When an input or output of quantized model is read from Metal buffer directly, correctly link the internal FP32 tensor to the buffer and disable dequantization/quantization for that input/output.

PiperOrigin-RevId: 318978466
Change-Id: I052bf6c1daab6425e6ff66166221f36b075326e8
---
 tensorflow/lite/delegates/gpu/metal_delegate.mm         | 8 ++++++++
 tensorflow/lite/delegates/gpu/metal_delegate_internal.h | 6 ++++--
 2 files changed, 12 insertions(+), 2 deletions(-)

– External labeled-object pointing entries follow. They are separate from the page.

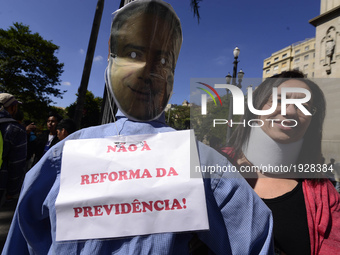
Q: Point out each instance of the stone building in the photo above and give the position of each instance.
(299, 56)
(319, 59)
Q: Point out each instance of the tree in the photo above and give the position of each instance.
(91, 110)
(178, 117)
(29, 68)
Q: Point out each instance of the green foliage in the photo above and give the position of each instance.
(91, 110)
(178, 117)
(29, 69)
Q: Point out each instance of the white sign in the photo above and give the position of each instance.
(129, 185)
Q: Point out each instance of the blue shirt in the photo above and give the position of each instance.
(240, 223)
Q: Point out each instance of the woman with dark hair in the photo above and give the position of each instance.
(276, 151)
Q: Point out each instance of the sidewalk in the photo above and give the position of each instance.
(6, 214)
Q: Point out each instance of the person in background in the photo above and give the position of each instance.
(65, 127)
(14, 149)
(305, 205)
(146, 38)
(31, 139)
(47, 138)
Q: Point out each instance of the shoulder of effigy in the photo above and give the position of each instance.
(211, 159)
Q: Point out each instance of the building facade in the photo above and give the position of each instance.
(319, 59)
(298, 56)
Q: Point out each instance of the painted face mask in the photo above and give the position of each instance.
(145, 42)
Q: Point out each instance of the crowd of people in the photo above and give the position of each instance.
(22, 146)
(262, 212)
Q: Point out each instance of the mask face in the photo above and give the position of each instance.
(141, 66)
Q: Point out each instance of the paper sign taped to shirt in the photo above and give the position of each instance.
(129, 185)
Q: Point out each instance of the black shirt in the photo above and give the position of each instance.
(291, 234)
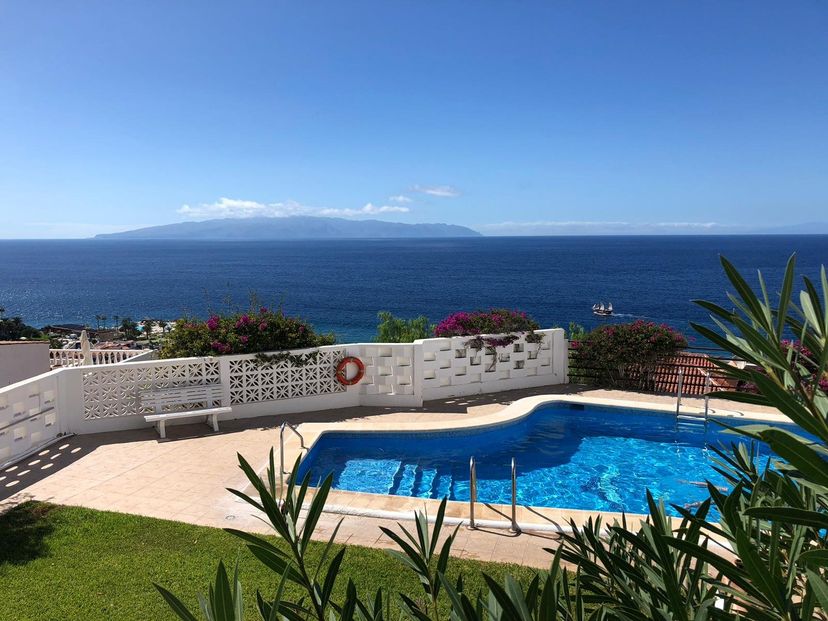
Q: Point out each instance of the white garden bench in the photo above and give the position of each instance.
(161, 397)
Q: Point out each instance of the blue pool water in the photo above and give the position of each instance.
(568, 456)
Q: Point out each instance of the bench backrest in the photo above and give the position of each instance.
(161, 397)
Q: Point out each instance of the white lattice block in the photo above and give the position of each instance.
(437, 345)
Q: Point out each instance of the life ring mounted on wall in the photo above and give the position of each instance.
(342, 371)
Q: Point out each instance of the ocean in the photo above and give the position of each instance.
(341, 285)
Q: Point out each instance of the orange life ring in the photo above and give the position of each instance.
(342, 377)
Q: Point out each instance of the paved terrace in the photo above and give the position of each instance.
(184, 477)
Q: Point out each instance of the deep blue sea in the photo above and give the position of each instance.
(340, 285)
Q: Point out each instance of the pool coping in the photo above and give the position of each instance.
(488, 515)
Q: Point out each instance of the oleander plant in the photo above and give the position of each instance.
(755, 552)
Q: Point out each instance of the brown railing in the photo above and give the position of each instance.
(661, 377)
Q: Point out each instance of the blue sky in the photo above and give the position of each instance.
(507, 117)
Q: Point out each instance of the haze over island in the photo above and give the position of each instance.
(262, 228)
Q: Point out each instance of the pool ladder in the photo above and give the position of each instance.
(286, 425)
(686, 420)
(473, 495)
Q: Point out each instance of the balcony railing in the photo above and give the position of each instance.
(74, 357)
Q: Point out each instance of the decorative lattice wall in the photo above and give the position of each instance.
(112, 391)
(451, 366)
(251, 382)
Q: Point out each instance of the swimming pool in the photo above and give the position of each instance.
(570, 456)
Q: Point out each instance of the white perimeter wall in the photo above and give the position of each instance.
(21, 360)
(101, 398)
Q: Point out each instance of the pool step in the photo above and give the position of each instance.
(423, 482)
(403, 483)
(415, 480)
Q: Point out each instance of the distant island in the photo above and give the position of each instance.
(293, 227)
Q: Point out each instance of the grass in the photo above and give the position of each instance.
(60, 562)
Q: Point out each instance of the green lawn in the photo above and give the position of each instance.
(61, 562)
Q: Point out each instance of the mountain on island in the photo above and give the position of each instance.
(292, 227)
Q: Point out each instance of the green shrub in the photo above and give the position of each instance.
(622, 355)
(13, 329)
(393, 329)
(494, 321)
(259, 330)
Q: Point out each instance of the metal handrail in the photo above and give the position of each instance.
(514, 526)
(678, 391)
(286, 425)
(472, 491)
(707, 383)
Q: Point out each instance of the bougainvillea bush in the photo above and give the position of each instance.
(254, 331)
(620, 355)
(499, 321)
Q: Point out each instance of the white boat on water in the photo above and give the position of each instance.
(602, 310)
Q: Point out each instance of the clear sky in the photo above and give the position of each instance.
(510, 117)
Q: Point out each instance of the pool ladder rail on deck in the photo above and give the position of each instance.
(686, 420)
(282, 472)
(473, 495)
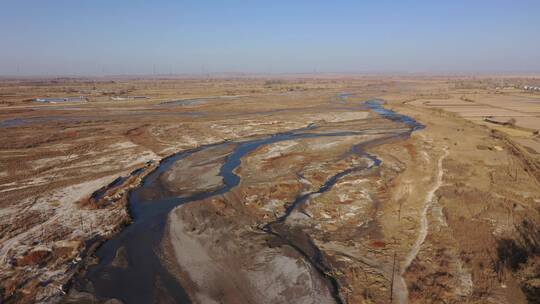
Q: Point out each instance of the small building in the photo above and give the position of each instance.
(60, 100)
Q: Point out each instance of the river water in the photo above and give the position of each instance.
(144, 279)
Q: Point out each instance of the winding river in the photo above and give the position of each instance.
(144, 275)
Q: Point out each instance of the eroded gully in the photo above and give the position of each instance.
(146, 276)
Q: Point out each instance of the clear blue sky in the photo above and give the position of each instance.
(81, 37)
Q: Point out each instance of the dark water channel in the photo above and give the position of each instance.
(146, 279)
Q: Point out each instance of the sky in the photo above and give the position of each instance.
(128, 37)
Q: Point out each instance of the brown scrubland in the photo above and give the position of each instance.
(340, 203)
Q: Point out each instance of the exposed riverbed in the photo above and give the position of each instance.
(131, 266)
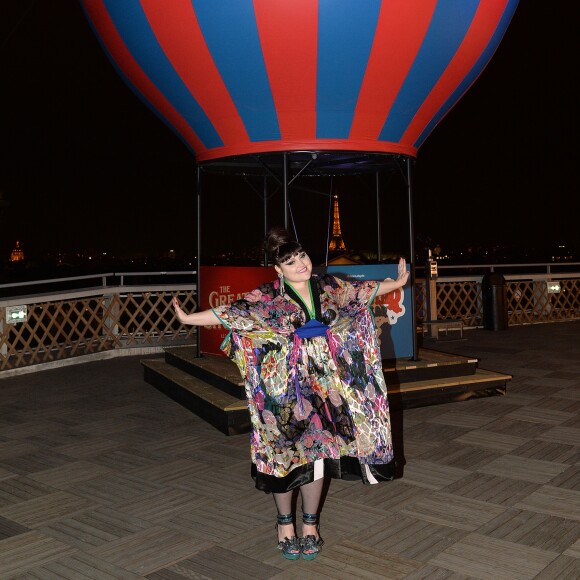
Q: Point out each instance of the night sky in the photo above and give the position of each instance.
(85, 165)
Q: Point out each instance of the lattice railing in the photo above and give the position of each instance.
(65, 327)
(69, 325)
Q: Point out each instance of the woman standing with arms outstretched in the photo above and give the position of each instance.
(307, 350)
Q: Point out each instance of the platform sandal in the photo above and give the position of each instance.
(290, 546)
(310, 545)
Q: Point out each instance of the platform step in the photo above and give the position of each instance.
(482, 383)
(227, 413)
(179, 376)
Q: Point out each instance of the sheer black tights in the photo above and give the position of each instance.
(310, 495)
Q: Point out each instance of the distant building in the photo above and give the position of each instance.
(17, 254)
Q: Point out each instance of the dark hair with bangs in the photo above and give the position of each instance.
(281, 245)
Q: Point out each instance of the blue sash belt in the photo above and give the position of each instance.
(312, 328)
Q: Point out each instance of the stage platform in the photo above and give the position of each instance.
(211, 387)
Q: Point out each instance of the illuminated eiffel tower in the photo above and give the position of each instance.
(336, 242)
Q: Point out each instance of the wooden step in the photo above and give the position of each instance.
(179, 377)
(227, 413)
(422, 393)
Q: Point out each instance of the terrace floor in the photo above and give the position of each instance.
(104, 477)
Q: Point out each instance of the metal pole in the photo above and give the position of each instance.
(409, 160)
(265, 217)
(285, 189)
(379, 255)
(198, 187)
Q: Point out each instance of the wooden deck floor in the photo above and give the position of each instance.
(103, 477)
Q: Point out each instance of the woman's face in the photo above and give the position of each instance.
(296, 269)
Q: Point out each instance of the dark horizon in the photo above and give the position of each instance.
(86, 165)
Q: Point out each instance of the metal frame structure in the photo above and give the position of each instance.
(287, 166)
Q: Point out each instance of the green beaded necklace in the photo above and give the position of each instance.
(311, 311)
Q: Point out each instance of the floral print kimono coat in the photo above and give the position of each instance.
(314, 383)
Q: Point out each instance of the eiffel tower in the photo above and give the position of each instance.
(336, 242)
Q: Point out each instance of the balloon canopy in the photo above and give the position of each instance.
(239, 77)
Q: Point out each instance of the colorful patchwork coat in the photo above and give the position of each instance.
(314, 385)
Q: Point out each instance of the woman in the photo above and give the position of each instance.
(306, 347)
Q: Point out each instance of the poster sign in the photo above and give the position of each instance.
(223, 285)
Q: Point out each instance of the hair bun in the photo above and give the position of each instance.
(275, 238)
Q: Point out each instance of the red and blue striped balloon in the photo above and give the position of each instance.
(234, 77)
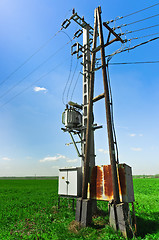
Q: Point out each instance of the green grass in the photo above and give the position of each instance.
(28, 210)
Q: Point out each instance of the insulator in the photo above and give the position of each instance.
(66, 23)
(78, 33)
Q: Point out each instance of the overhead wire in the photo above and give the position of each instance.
(136, 38)
(138, 45)
(125, 63)
(130, 14)
(127, 24)
(137, 30)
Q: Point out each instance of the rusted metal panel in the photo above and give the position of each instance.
(96, 184)
(108, 185)
(101, 187)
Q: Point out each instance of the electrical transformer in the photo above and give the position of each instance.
(71, 118)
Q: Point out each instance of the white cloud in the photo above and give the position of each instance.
(102, 150)
(132, 134)
(52, 159)
(38, 89)
(136, 149)
(55, 167)
(71, 160)
(6, 159)
(140, 135)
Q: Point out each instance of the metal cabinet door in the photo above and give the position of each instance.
(72, 183)
(63, 188)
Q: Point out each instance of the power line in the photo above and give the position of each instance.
(136, 38)
(119, 18)
(19, 82)
(139, 11)
(137, 30)
(138, 45)
(126, 63)
(25, 89)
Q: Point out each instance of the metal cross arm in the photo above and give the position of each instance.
(114, 33)
(80, 21)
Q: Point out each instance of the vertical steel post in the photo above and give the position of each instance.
(108, 113)
(88, 147)
(86, 80)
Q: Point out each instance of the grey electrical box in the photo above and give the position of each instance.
(70, 181)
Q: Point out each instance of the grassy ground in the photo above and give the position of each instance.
(28, 210)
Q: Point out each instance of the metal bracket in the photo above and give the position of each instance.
(66, 23)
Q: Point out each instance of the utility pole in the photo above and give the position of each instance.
(118, 211)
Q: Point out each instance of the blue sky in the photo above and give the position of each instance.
(31, 139)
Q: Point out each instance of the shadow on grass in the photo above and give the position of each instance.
(147, 226)
(100, 219)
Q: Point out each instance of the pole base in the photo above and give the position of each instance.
(119, 218)
(84, 212)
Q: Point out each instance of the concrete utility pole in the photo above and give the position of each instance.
(118, 211)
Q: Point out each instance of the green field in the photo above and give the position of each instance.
(28, 210)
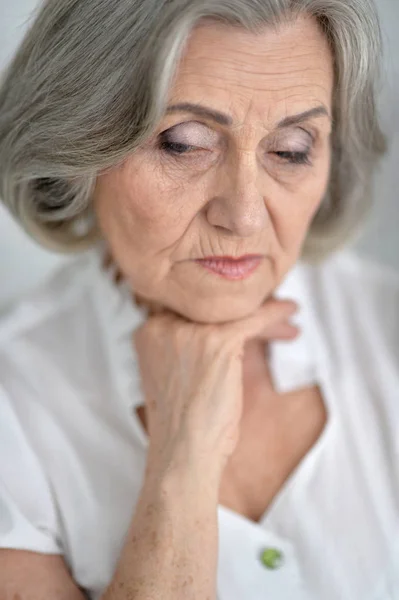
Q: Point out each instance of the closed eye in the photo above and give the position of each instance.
(297, 158)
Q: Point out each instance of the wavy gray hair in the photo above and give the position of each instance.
(88, 84)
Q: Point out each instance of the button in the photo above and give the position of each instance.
(272, 558)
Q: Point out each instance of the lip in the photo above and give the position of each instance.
(232, 258)
(230, 268)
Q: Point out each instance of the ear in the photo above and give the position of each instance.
(108, 263)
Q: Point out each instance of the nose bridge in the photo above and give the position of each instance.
(244, 194)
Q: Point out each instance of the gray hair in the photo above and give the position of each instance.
(88, 85)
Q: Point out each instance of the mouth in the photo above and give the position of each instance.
(231, 268)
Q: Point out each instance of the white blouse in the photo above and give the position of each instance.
(73, 451)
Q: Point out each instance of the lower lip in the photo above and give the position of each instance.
(228, 269)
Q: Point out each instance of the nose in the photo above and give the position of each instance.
(238, 205)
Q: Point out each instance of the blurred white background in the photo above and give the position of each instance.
(23, 264)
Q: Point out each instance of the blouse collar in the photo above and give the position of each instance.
(292, 363)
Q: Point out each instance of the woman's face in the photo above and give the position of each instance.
(247, 182)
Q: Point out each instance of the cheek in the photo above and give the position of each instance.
(294, 211)
(136, 212)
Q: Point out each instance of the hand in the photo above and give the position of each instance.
(192, 380)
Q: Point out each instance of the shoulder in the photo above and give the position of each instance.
(357, 294)
(61, 294)
(354, 280)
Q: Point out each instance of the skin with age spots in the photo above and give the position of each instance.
(201, 188)
(238, 165)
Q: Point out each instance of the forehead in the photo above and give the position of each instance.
(274, 71)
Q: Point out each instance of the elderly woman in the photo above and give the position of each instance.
(168, 429)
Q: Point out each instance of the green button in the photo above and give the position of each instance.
(272, 558)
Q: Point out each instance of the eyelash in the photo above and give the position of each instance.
(294, 158)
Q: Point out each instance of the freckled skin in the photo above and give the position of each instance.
(236, 196)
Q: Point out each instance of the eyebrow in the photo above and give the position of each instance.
(223, 119)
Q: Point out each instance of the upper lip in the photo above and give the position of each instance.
(232, 258)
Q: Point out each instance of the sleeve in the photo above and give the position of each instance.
(28, 516)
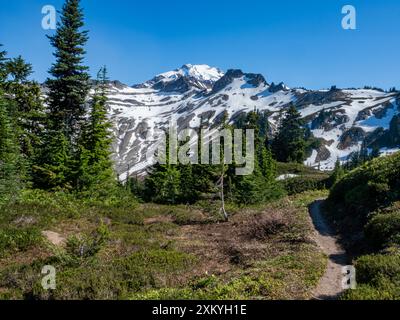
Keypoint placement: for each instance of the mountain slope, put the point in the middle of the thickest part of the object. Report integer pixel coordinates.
(199, 94)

diff --git a/tensorflow/lite/delegates/gpu/metal_delegate.mm b/tensorflow/lite/delegates/gpu/metal_delegate.mm
index 01fa9dd7679..45bfe1f3b2f 100644
--- a/tensorflow/lite/delegates/gpu/metal_delegate.mm
+++ b/tensorflow/lite/delegates/gpu/metal_delegate.mm
@@ -205,6 +205,14 @@ class Delegate {
   }
 
   absl::Status BindBufferToTensor(id<MTLBuffer> buffer, int tensor_index) {
+    // The tensor index is expected to be an input or output tensor of the interpreter.
+    // For quantized model, the buffer should be linked with their dequantized counterpart.
+    if (quant_conversion_map_.find(tensor_index) != quant_conversion_map_.end()) {
+      tensor_index = quant_conversion_map_[tensor_index];
+      // remove [dequantized tensor ID] -> [quantized tensor ID] mapping, to prevent extra
+      // dequant/quant on in/outputs.
+      quant_conversion_map_.erase(tensor_index);
+    }
     for (auto& input : graph_inputs_) {
       if (input.tensor_id == tensor_index) {
         input_output_buffers_[input.id] = buffer;
diff --git a/tensorflow/lite/delegates/gpu/metal_delegate_internal.h b/tensorflow/lite/delegates/gpu/metal_delegate_internal.h
index a479b5c6e28..82bc720844e 100644
--- a/tensorflow/lite/delegates/gpu/metal_delegate_internal.h
+++ b/tensorflow/lite/delegates/gpu/metal_delegate_internal.h
@@ -24,9 +24,11 @@ struct TfLiteDelegate;
 
 // Binds Metal buffer to an input or an output tensor in the initialized
 // delegate. Bound buffer should have sufficient storage to accommodate all
-// elements of a tensor. Returns non-zero on success, or zero otherwise.
+// elements of a tensor. For quantized model, the buffer is bound to internal
+// dequantized float32 tensor.
+// Returns non-zero on success, or zero otherwise.
 //
-// *** Must be called *before* `Interpreter::ModifyGraphWithDelegate`. ***
+// *** Must be called *after* `Interpreter::ModifyGraphWithDelegate`. ***
 bool TFLGpuDelegateBindMetalBufferToTensor(TfLiteDelegate* delegate,
                                            int tensor_index,
                                            id<MTLBuffer> metal_buffer);